Message #14 received at 77684 <at> debbugs.gnu.org (full text, mbox):
On Sun, Apr 13 2025, Eli Zaretskii wrote:
> Binary search will only work if adding or removing a character will
> always change the result of string-pixel-width. But this is not true
> in general, due to character composition and other Emacs display
> features. Here's a simple example of such an issue:
>
> (string-pixel-width "a")
> => 9
> (string-pixel-width (concat "a" "́"))
> => 9
>
> So adding a character doesn't affect the result of string-pixel-width,
> in this case because the two characters will be displayed by a single
> glyph that combines the base character 'a' and the acute accent.
>
> Did you try your modified code in such situations, or did you only try
> it with simple characters that never combine?

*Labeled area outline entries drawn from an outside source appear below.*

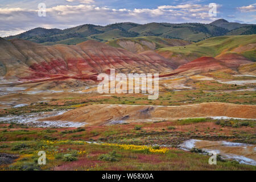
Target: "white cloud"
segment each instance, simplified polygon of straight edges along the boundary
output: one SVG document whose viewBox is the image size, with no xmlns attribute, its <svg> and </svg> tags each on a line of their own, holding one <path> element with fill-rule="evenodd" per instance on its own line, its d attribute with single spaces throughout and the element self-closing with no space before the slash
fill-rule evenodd
<svg viewBox="0 0 256 182">
<path fill-rule="evenodd" d="M 37 10 L 0 8 L 0 36 L 6 35 L 5 31 L 7 32 L 7 34 L 16 34 L 15 30 L 29 30 L 37 27 L 63 29 L 86 23 L 100 25 L 125 22 L 138 23 L 153 22 L 207 23 L 216 19 L 209 16 L 208 11 L 208 5 L 197 4 L 129 10 L 113 9 L 106 6 L 98 7 L 93 4 L 83 3 L 57 5 L 47 8 L 46 17 L 39 17 Z"/>
<path fill-rule="evenodd" d="M 237 8 L 243 13 L 256 11 L 256 3 Z"/>
<path fill-rule="evenodd" d="M 94 2 L 94 1 L 93 0 L 66 0 L 68 2 L 79 2 L 80 3 L 84 3 L 84 4 L 91 4 L 92 3 Z"/>
</svg>

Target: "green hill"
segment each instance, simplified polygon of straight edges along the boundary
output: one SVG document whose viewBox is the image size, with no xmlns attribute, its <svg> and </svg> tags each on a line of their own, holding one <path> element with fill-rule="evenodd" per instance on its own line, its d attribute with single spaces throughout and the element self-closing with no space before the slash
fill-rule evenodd
<svg viewBox="0 0 256 182">
<path fill-rule="evenodd" d="M 251 27 L 242 28 L 246 26 L 250 25 L 230 23 L 224 19 L 210 24 L 150 23 L 139 24 L 125 22 L 105 26 L 86 24 L 63 30 L 36 28 L 5 39 L 23 39 L 45 45 L 76 44 L 89 39 L 104 42 L 120 38 L 142 36 L 159 36 L 197 42 L 209 38 L 226 35 L 255 34 L 255 25 L 252 25 Z M 236 29 L 240 28 L 242 29 Z"/>
<path fill-rule="evenodd" d="M 210 23 L 210 24 L 214 25 L 217 27 L 226 28 L 229 31 L 236 29 L 238 28 L 241 28 L 242 27 L 252 25 L 250 24 L 242 24 L 236 22 L 229 22 L 225 19 L 219 19 L 216 21 L 214 21 Z"/>
<path fill-rule="evenodd" d="M 247 26 L 234 29 L 226 34 L 227 35 L 243 35 L 256 34 L 256 26 Z"/>
<path fill-rule="evenodd" d="M 201 56 L 215 57 L 224 53 L 236 53 L 255 61 L 256 35 L 223 36 L 211 38 L 187 46 L 176 46 L 158 49 L 156 51 L 169 58 L 177 56 L 192 60 Z"/>
<path fill-rule="evenodd" d="M 141 52 L 148 50 L 178 46 L 186 46 L 191 42 L 175 39 L 166 39 L 159 36 L 143 36 L 122 38 L 106 43 L 115 47 L 120 47 L 133 52 Z"/>
</svg>

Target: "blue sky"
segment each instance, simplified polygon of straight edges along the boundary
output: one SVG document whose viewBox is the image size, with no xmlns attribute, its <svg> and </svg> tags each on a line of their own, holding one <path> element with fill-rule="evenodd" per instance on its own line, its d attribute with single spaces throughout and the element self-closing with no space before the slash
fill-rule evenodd
<svg viewBox="0 0 256 182">
<path fill-rule="evenodd" d="M 46 5 L 39 16 L 38 4 Z M 217 4 L 217 16 L 209 16 L 209 4 Z M 208 23 L 219 18 L 256 23 L 255 0 L 0 0 L 0 36 L 38 27 L 64 29 L 91 23 L 106 25 L 132 22 Z"/>
</svg>

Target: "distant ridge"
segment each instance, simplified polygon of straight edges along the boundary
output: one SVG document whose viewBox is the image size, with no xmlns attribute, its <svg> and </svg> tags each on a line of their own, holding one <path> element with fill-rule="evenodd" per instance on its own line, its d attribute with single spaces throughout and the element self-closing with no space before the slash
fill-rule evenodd
<svg viewBox="0 0 256 182">
<path fill-rule="evenodd" d="M 224 19 L 219 19 L 217 20 L 215 20 L 210 23 L 210 24 L 219 27 L 227 29 L 229 31 L 238 28 L 241 28 L 246 26 L 253 25 L 252 24 L 242 24 L 236 22 L 229 22 L 228 21 L 227 21 Z"/>
<path fill-rule="evenodd" d="M 44 45 L 76 44 L 88 40 L 105 42 L 122 38 L 149 36 L 197 42 L 209 38 L 226 35 L 254 34 L 254 28 L 250 27 L 248 30 L 243 30 L 245 33 L 243 31 L 230 33 L 234 29 L 248 26 L 255 26 L 254 24 L 229 22 L 224 19 L 220 19 L 209 24 L 153 22 L 140 24 L 125 22 L 105 26 L 86 24 L 63 30 L 39 27 L 5 38 L 7 40 L 22 39 Z"/>
</svg>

I see. I think you're right: the vast majority of characters I tried my
code against were simple characters. I rarely interact with characters
that combine so when I wrote my version I hadn't considered how they're
treated in Emacs.
So I suppose my patch doesn't work. However, then, my question is
whether vtable--limit-string can be made significantly more performant to
begin with, or if we're stuck with string-pixel-width being a potential
bottleneck.
OTOH, Ship Mints made a suggestion elsewhere in the thread that I'll
try. If it suffices, I'll use that for my personal uses instead.
--
With appreciation,
Kristoffer
Information forwarded
to
bug-gnu-emacs <at> gnu.org
:
bug#77684
; Package
emacs
.
(Tue, 15 Apr 2025 02:55:02 GMT)
Full text and
rfc822 format available.
Message #17 received at 77684 <at> debbugs.gnu.org (full text, mbox):
On Sun, Apr 13 2025, Ship Mints wrote:
> You can avoid the cost of this string metric by supplying your own global
> displayer function for the table or a column-specific displayer function.
>
> Apropos timing as I've been spending some time with vtable and I have a
> bunch of bug fixes and a few enhancements coming. One will slow down that
> function a little more...vtable breaks under remapped fonts; e.g., when
> using text-scale-adjust so I've fixed that (I have some pixel adjustments
> left on the header which still gets out of alignment a little).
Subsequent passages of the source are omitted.